At the same time, the government has introduced policy measures that encourage the setting up of solar units in homes and in markets around the country. Grameen Sakti is just one of the many companies supplying solar power to homes. Single-handedly it has completed the setting up of one million solar units this year, while another million homesteads are in the process of being connected by this company. Bangladesh is literally being lit up now at night. Businesses and educational institutions are benefiting from this development. Micro-credit agencies, the banks as well as the World Bank are supporting this massive change. Empowerment of the individual is also being increasingly aided by use of mobile phones (total subscriber base is now 100 million people). Internet penetration is also increasing rapidly.

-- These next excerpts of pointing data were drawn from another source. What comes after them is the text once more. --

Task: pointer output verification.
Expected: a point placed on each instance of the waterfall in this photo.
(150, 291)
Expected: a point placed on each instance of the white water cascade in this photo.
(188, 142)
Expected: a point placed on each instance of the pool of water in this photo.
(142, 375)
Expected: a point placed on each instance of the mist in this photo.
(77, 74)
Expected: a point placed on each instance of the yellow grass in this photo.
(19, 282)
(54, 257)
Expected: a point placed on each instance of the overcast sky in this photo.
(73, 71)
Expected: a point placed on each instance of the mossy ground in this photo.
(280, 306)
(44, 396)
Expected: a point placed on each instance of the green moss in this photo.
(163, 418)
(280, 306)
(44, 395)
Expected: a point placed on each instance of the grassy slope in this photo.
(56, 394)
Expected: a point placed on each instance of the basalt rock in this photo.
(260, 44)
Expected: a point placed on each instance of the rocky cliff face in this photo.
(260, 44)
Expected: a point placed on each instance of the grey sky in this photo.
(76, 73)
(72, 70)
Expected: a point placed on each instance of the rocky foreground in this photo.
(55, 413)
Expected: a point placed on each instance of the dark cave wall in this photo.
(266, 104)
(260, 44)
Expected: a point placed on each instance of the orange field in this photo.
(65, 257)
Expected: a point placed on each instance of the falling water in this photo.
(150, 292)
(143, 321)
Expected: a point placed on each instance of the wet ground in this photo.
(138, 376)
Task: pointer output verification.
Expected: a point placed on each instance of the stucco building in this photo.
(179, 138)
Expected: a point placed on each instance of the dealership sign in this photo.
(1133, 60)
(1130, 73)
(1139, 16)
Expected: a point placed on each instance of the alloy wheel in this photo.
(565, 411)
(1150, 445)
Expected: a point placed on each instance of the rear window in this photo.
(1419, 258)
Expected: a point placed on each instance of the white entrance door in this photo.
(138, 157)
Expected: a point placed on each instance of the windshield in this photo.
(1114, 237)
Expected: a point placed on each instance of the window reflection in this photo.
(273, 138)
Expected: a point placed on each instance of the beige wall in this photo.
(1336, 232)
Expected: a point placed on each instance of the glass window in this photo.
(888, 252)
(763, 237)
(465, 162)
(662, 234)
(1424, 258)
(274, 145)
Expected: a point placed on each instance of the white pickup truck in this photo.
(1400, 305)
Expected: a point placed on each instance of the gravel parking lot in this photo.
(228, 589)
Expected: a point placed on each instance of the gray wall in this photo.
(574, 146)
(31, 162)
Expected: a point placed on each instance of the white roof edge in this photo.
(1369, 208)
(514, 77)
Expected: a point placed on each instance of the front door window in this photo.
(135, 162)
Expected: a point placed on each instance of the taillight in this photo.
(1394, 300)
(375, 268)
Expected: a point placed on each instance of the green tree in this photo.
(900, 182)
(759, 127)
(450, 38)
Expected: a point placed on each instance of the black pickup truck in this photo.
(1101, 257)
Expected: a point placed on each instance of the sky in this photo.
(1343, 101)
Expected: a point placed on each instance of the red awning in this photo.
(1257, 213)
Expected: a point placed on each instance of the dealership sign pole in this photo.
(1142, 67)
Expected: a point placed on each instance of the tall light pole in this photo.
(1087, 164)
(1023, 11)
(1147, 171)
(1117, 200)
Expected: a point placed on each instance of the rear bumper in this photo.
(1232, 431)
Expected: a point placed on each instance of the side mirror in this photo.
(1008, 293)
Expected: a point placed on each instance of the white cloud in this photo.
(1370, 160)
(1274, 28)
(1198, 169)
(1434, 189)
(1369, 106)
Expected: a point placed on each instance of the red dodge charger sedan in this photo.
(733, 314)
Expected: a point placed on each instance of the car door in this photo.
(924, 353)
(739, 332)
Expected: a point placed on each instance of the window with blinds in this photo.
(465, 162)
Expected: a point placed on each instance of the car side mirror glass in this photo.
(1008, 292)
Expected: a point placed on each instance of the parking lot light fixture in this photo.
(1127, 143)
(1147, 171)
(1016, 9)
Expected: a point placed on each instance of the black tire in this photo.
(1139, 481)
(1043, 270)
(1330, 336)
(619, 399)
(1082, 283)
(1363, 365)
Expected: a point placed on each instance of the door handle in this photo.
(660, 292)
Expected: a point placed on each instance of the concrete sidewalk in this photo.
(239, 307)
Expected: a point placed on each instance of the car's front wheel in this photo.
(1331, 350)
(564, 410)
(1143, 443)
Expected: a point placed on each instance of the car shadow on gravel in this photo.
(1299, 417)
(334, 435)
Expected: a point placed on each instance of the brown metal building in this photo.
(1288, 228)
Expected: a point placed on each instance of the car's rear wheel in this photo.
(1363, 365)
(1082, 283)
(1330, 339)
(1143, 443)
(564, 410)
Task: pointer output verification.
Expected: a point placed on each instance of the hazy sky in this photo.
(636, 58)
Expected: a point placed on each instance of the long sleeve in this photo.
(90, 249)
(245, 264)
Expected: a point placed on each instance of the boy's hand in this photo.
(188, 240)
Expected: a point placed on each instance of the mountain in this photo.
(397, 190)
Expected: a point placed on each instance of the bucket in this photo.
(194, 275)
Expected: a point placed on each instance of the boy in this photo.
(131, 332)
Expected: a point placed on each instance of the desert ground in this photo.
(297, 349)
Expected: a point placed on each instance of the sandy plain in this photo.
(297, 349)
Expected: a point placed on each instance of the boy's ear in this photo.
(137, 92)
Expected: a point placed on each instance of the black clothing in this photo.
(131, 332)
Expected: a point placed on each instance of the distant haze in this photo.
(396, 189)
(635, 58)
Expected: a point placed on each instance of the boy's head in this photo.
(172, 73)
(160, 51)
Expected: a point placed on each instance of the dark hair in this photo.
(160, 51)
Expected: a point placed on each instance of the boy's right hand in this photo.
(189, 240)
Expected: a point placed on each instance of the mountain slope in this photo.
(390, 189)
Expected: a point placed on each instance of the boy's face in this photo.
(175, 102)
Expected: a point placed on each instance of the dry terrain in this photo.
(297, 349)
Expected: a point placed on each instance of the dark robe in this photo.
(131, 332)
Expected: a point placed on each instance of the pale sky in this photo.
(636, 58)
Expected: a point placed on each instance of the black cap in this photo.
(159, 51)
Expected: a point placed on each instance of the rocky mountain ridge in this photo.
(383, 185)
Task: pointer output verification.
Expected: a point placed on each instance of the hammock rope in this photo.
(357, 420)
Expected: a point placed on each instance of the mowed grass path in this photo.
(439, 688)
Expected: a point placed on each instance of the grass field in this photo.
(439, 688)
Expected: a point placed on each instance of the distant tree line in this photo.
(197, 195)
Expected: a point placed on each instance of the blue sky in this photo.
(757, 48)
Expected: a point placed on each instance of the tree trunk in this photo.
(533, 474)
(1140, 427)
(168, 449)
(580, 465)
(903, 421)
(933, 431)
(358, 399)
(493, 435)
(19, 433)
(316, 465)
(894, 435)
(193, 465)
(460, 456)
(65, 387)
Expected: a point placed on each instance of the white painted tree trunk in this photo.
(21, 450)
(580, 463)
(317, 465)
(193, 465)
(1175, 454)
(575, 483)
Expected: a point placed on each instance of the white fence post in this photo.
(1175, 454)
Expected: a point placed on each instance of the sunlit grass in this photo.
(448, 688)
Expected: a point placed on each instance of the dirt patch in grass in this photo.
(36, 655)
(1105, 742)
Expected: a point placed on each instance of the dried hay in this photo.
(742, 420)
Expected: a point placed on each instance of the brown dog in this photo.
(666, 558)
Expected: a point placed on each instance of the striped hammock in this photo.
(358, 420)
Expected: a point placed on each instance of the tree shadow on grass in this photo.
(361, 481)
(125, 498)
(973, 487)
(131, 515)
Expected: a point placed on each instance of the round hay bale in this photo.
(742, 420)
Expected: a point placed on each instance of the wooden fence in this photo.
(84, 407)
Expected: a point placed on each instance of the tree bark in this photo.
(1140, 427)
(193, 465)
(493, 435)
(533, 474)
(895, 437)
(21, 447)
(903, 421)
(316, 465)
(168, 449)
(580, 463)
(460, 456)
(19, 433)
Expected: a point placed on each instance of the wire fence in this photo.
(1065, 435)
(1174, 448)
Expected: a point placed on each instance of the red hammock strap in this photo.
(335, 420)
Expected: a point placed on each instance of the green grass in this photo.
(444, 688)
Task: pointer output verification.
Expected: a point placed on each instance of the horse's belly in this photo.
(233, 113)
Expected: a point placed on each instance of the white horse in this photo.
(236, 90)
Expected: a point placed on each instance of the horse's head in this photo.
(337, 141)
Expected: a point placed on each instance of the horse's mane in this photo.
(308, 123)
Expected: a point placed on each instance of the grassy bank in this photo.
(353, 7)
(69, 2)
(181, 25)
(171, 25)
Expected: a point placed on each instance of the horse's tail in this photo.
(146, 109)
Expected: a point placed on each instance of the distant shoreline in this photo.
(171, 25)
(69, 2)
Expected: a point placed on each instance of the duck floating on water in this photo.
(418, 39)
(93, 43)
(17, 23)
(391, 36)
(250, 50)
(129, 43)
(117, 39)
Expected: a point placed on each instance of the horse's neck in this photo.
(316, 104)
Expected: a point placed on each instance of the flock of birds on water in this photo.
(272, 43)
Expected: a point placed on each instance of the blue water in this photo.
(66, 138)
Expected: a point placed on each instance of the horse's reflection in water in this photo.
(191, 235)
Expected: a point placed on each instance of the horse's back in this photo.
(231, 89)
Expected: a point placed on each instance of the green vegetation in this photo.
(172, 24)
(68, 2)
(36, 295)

In spite of all these developments, there are three main areas where Bangladesh did not concentrate this year. First is, of course, narrowing income inequality between persons and within regions.
The next is establishing better connectivity within the country by roads, rail and waterways. The government has not been able to take up any major infrastructure project in 2012. It has been unnecessarily bogged down with the proposed Padma Bridge, and also the project to develop a deep- sea port in Chittagong. Not much headway has been made there either. The widening of the Dhaka Chittagong highway is another project that must move fast, so that the country can take greater advantage of international trade. Improvement in cyber connectivity between countries can also bring in big revenues as well as employment opportunities.
Though 2012 has seen a deep crisis in leadership in the country, the general people do not seem to have lost heart. The civil society and the media continue to prop up their hopes through affirmative actions. Internationally, in 2012 Bangladesh has been able to effectively change strategic perspectives about itself. The visit of the US secretary of state to Dhaka to sign the Joint Declaration for institutionalising security talks annually at a ministerial level, and receiving a favourable verdict from the International Tribunal of the Law of the Sea in the maritime boundary dispute with Myanmar were significant. The country now has to work assiduously to get road and rail connectivity with China.
Bangladesh scores high marks for its better than average performance of the economy and in matters pertaining to foreign relations. The scores become less than average when the performance of the leaders and their politics are assessed. The country can therefore rightly claim average scores for its general performance this year. The question now is whether 2013 will bring seminal changes in its politics. We will have to wait and see. The general elections are due then.